Basically this boils down to “be polite and respect my time.” As I said, I can’t speak for other people, but I suspect some variant of that general principle applies to them too.

As to other things: yes, XYZZY Awards apply to the whole year’s releases, as long as they’ve been registered on IFDB. If you want your work to be considered, you should put it there (but you should do that anyway).

I was thinking more along the lines “i ask the high-regarded ones once about it, and if they feel like it, they can choose themselves if they wanna mention it to their crew and ride with me against the forces of evil.”

But I understand that big explanation isn’t just for my own private benefit.

Those rules make sense to me - too bad you can’t just staple “common courtesy” to something anymore and have people know what that means by default.

it’d be a free glulx game. if you want to check it out, i’d be thrilled.

i’m not here to make money. i’m here to wow your socks off with effort and blang.

I wanna tell a story. Preferably one people will fall in love with. The chances of that latter happening is increased when more and more people are exposed to it. like a germ.

I want my game to be a germ no wait not like that but you know what I mean.

no pressure. if you can’t, you can’t. if you don’t wanna, you don’t wanna. i dun wanna (verb) (stuff) so often myself, so i understand.

it’s an “if you feel like it” kind of thing. Except I know about it in an active sense.
it’s hard for me to explain it any clearer at this point.

No, I get what you’re saying. And yes, the long answer was as much for other onlookers as it was for you. :slight_smile:

Emily, if I can call you Emily (I could call you Bob if you’d like), I’ll let you know something when it’s done.
If you choose to do anything with that information, that’ll be up to you.

But it’ll be Glulx, it’ll be free, and it’ll be the labor of my love, my effort, and copious amounts of swearing, fast food and late nights.

You’ve a good memory, Emily.

My post about press releases is on this forum at:

https://intfiction.org/t/promoting-an-if-game-with-a-press-release/2098/1

It’s all still true and/or I still agree with it except that games-pr.com/ doesn’t exist anymore.

I have personally used a combination of gamerelease.net/ three times. The former site is free but requires some demonstration of ‘game trade involvement’ (describe at length in linked post - don’t ask what I mean here).

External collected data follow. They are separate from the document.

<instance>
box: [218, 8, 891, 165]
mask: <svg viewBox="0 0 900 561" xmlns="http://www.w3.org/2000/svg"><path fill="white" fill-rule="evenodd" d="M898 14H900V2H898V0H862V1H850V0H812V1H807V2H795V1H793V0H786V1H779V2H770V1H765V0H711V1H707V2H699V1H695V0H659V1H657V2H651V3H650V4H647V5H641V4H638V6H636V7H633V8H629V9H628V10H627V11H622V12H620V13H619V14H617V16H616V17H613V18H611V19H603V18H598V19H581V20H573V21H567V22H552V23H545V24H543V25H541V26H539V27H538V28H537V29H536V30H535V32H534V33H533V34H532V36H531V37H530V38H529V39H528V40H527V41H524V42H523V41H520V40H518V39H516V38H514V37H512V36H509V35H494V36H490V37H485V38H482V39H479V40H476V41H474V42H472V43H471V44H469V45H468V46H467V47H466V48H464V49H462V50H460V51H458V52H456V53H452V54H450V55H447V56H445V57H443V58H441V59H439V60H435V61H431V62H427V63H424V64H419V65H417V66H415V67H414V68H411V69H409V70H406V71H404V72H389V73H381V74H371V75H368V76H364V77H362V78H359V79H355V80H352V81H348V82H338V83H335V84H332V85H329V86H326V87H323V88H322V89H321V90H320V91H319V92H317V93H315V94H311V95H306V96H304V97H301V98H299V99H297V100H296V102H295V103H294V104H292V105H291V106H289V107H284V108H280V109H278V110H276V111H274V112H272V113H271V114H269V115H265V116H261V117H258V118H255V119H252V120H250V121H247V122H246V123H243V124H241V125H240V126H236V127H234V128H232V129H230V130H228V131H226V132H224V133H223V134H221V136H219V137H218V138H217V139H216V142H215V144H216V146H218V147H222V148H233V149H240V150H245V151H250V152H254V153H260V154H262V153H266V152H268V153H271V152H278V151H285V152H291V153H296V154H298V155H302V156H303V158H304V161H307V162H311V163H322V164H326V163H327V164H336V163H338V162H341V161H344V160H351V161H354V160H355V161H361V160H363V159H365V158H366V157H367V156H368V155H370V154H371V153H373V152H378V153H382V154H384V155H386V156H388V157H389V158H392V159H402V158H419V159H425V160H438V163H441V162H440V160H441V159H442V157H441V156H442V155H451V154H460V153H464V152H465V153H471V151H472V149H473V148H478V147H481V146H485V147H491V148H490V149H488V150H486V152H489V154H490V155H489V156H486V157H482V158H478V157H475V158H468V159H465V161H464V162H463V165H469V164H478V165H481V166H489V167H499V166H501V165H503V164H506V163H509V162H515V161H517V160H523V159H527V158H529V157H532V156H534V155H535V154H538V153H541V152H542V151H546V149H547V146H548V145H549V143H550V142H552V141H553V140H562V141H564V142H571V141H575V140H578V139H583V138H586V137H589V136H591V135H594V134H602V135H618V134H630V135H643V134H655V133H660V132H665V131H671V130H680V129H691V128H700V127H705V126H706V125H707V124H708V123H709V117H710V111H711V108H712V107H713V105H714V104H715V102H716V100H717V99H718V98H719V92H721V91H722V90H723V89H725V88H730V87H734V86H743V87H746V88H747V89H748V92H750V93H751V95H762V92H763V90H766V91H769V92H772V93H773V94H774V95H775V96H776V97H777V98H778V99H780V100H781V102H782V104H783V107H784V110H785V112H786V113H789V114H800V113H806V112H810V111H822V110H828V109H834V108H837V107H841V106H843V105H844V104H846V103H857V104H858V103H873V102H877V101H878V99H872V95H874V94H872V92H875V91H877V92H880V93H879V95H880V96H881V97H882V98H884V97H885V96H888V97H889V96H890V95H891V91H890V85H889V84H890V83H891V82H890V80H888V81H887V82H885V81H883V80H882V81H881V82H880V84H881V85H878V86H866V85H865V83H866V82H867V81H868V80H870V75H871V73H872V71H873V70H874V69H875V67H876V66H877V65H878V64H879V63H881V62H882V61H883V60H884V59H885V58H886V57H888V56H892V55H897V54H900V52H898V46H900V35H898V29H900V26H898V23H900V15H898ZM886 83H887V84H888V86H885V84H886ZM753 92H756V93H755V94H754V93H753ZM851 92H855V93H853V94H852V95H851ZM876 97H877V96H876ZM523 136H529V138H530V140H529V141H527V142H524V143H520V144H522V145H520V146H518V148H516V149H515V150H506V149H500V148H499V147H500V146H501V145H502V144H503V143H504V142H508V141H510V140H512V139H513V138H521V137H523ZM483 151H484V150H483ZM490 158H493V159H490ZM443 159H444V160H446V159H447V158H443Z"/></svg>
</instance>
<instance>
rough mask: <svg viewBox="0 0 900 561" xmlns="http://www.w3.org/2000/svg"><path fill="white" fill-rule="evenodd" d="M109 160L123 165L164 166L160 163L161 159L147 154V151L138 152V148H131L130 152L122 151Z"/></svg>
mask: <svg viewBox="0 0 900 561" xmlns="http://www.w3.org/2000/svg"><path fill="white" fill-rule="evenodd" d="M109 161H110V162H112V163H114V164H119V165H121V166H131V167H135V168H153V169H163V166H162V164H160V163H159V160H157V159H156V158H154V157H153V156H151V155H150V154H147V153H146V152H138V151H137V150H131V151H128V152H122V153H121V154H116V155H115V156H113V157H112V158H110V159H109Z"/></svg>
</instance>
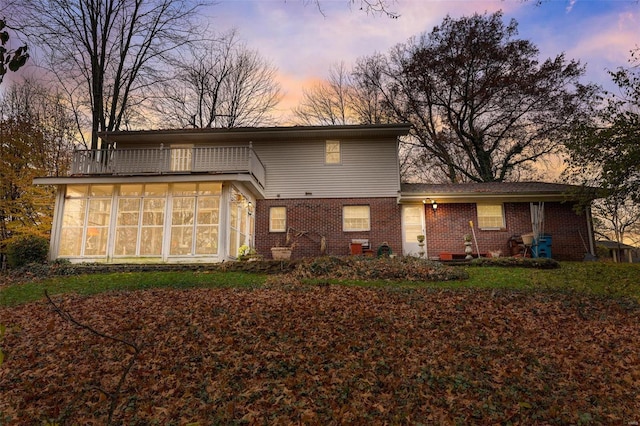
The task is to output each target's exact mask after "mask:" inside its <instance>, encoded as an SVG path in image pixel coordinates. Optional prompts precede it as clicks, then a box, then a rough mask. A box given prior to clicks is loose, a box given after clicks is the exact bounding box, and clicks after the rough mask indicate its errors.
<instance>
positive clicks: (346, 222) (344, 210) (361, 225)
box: [342, 206, 371, 232]
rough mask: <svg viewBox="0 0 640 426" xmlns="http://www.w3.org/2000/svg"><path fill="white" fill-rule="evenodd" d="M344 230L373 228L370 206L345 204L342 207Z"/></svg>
mask: <svg viewBox="0 0 640 426" xmlns="http://www.w3.org/2000/svg"><path fill="white" fill-rule="evenodd" d="M342 230H343V231H345V232H349V231H369V230H371V211H370V209H369V206H344V207H343V208H342Z"/></svg>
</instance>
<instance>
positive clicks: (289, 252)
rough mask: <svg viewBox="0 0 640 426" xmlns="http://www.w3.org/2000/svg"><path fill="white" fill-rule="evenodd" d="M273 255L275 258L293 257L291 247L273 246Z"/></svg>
mask: <svg viewBox="0 0 640 426" xmlns="http://www.w3.org/2000/svg"><path fill="white" fill-rule="evenodd" d="M271 257H273V260H289V259H291V247H271Z"/></svg>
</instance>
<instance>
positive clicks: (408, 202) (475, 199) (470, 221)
mask: <svg viewBox="0 0 640 426" xmlns="http://www.w3.org/2000/svg"><path fill="white" fill-rule="evenodd" d="M581 189H582V187H579V186H573V185H566V184H558V183H544V182H484V183H466V184H410V183H405V184H402V191H401V194H400V203H402V205H403V226H404V228H405V230H406V229H411V228H412V227H413V228H415V229H418V228H419V227H422V229H424V235H425V236H426V238H425V246H426V254H427V256H429V257H436V258H437V257H439V255H440V254H441V253H447V254H449V253H451V254H462V253H464V236H465V235H471V236H472V237H475V238H474V241H473V244H472V248H473V252H474V254H473V255H474V256H477V252H478V251H480V253H481V254H483V255H487V256H489V255H490V254H491V253H500V254H501V255H503V256H504V255H507V256H509V255H525V256H530V255H533V256H535V255H536V254H538V255H539V256H540V257H552V258H554V259H557V260H583V259H584V258H585V255H587V254H588V255H589V256H594V255H595V248H594V237H593V225H592V220H591V215H590V210H589V209H577V208H576V207H577V203H578V199H579V198H580V197H581V196H582V195H579V194H582V192H580V190H581ZM420 201H423V204H424V205H425V206H426V208H425V210H426V211H425V212H424V214H422V213H423V209H422V208H420V206H419V202H420ZM536 228H537V229H536ZM528 234H537V235H538V236H539V239H540V240H541V241H543V242H544V243H545V246H544V253H543V252H542V246H541V247H538V249H540V252H539V253H536V249H537V248H536V246H535V239H534V244H533V246H531V245H527V244H525V242H526V238H525V241H523V238H522V237H523V236H526V235H528ZM409 239H410V237H409V236H405V241H406V242H405V245H406V247H405V252H408V251H411V248H409V247H408V244H409V243H408V240H409ZM476 243H477V244H476ZM416 247H417V245H416V244H414V246H413V251H415V250H416Z"/></svg>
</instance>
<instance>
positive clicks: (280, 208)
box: [269, 207, 287, 232]
mask: <svg viewBox="0 0 640 426" xmlns="http://www.w3.org/2000/svg"><path fill="white" fill-rule="evenodd" d="M286 230H287V208H286V207H271V208H269V232H285V231H286Z"/></svg>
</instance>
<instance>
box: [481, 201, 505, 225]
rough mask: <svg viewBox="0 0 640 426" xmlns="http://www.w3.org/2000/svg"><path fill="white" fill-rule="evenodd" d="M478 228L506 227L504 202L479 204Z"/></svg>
mask: <svg viewBox="0 0 640 426" xmlns="http://www.w3.org/2000/svg"><path fill="white" fill-rule="evenodd" d="M477 210H478V228H480V229H502V228H504V209H503V208H502V204H478V205H477Z"/></svg>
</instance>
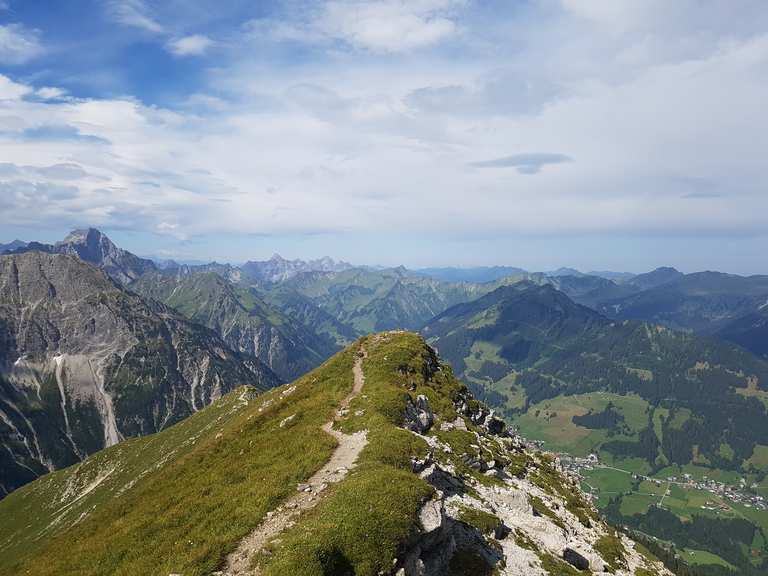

The latter is paid and a good service.

When I let press know about Leadlight (the Apple II version) and Six with an eye to broader public consumption, both games had already been through IFComp and benefited from any bugs found by IFComp players.

Zarf used just gamerelease.net/ for Hadean Lands, but that was after 30k kickstarter plus his profile. (More talk about that in linked thread.) That said, and like I say in the linked thread, Gamespress alone is a very good option.

The crux of using any of these services is - if your game isn’t ready for that level of scrutiny, it’s not worth publicising this way. Even minimal attention from random game punters will result in them tending to find anything/everything technically wrong with the game. Random people who thought they might be interested in your game, but find it’s not up to snuff, won’t be 25% as supportive as IF competition folk. They’ll just assess that you’ve wasted their time.